Updated Saturday, April 13, 2013 at 04:11 PM
Strategically placed in June Daugherty's Washington State women's basketball office, between pictures of her twins, sits an equally important item — a basketball signed by famed coach Marv Harshman.
Daugherty kept her gaze on the ball as she spoke by phone about Harshman, who died Friday at the age of 95. Daugherty, a former coach at Washington, knew Harshman for more than 30 years, visiting him last fall at his assisted living home.
"He always called me 'Junie,' " Daugherty said. "And I'll never forget, one of the first phone calls I got in my new (WSU) office was from him. 'Junie, you're doing things backwards! I did it the opposite way, but that's OK. I just called to wish you all the best.' I was just like, 'Wow, he still loved the Cougs.' "
Harshman's 40-year coaching career ended in 1985 after 14 years at UW. He had coached for 13 seasons at WSU before that.
Before his health declined, Harshman also would drop by Huskies women's basketball practices to critique the team and coaching staff at the request of Daugherty.
"He had such an eagerness to coach, and how important it was that the game be played a certain way," Daugherty said. "And he was so humble."
Daugherty still was learning from the Hall of Fame coach during her last visit.
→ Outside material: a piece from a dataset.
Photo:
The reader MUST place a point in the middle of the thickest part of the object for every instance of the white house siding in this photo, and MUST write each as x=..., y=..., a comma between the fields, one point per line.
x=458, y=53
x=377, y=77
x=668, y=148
She described his room at the assisted living facility as a museum laced with memorabilia from Harshman's career. He still was knowledgeable about the state's teams, including the WSU women. He also continued to offer coaching tips mixed into stories about basketball's past.
"We've lost the Big Three, if you think about it," Daugherty said of John Wooden, Pete Newell and now Harshman. "They were the best people and basketball minds that really influenced so much about what we do, whether it's women's basketball or men's basketball on the collegiate level. I'm so blessed to have known coach Harshman."